Apesar de a habilidade de consciência fonêmica estar diretamente ligada à compreensão do princípio alfabético, ela se refina e se amplia a partir da aquisição da leitura e da escrita. Baseadas em estudos que evidenciam a complementaridade entre consciência fonológica e alfabetização, Mota et al ( 2012, p. 3) afirmam que:

A consciência fonológica e a escrita se desenvolvem paralelamente, a consciência fonológica contribuindo nos estágios iniciais do processo de alfabetização e por outro lado, a alfabetização levando ao processamento de aspectos fonológicos mais complexos como a análise fonêmica, que deriva do domínio da alfabetização.

Morais (2012) discorda dos demais teóricos, quando esses compreendem consciência fonêmica como identificação isolada de cada fonema que compõe a palavra, e diz que as habilidades de consciência fonêmica não são requisitos para alguém se alfabetizar.
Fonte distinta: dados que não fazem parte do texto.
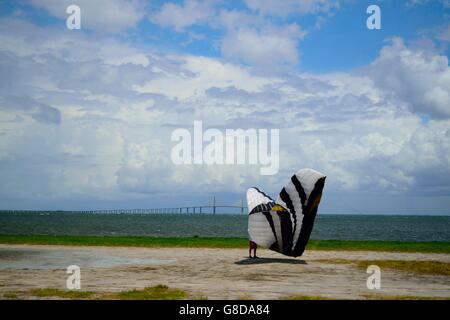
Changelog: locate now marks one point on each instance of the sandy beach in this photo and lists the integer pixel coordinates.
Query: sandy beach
(214, 273)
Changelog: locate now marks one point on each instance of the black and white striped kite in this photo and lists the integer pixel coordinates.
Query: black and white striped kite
(285, 225)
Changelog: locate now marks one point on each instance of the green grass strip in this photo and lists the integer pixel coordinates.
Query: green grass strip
(218, 242)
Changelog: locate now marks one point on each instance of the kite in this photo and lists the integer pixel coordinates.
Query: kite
(285, 225)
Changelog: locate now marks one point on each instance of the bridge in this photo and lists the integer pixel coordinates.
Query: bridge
(207, 209)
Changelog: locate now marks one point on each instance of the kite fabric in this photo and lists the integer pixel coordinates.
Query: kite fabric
(285, 225)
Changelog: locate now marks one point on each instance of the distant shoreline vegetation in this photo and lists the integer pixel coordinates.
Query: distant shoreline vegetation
(221, 242)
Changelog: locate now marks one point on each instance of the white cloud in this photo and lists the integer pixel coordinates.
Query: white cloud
(197, 74)
(270, 46)
(99, 15)
(118, 108)
(181, 16)
(289, 7)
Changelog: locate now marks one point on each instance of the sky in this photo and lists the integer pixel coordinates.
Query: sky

Segundo o autor, identificar um vocábulo fonema a fonema é coisa de adulto superletrado e imbuído de áreas profissionais bem específicas como Fonética e Fonologia, Fonoaudiologia, Letras e Psicopedagogia. Às crianças e aos demais sujeitos, essa é uma tarefa impossível e sem sentido funcional para a aquisição e apropriação da linguagem escrita.

As crianças, assim como os adultos superletrados, tendem a nunca (grifo do autor) conseguir pronunciar um a um os fonemas de cada palavra. Tampouco conseguem

contar os fonemas de uma palavra, segmentando-os um a um. Quando lhes pedimos que realizem essas segmentações e contagens fonêmicas, o que fazem é dividir as palavras em sílabas ou soletrar e contar cada letra das palavras (MORAIS, 2012, p.

88).

Portanto, as análises e reflexões fonológicas consideradas menos complexas em que se tomam intencionalmente palavras, rimas, aliterações e sílabas, tendem a auxiliar as análises mais complexas de consciência fonêmica e, desse modo, todas contribuem como ações mediadoras para a construção da base alfabética pela criança. Com efeito, tais habilidades servem como instrumentos dos quais o/a docente se vale para compreender as práticas de ensino da leitura e da escrita e, assim, oferecer intervenções mais efetivas aos/às alfabetizandos/as.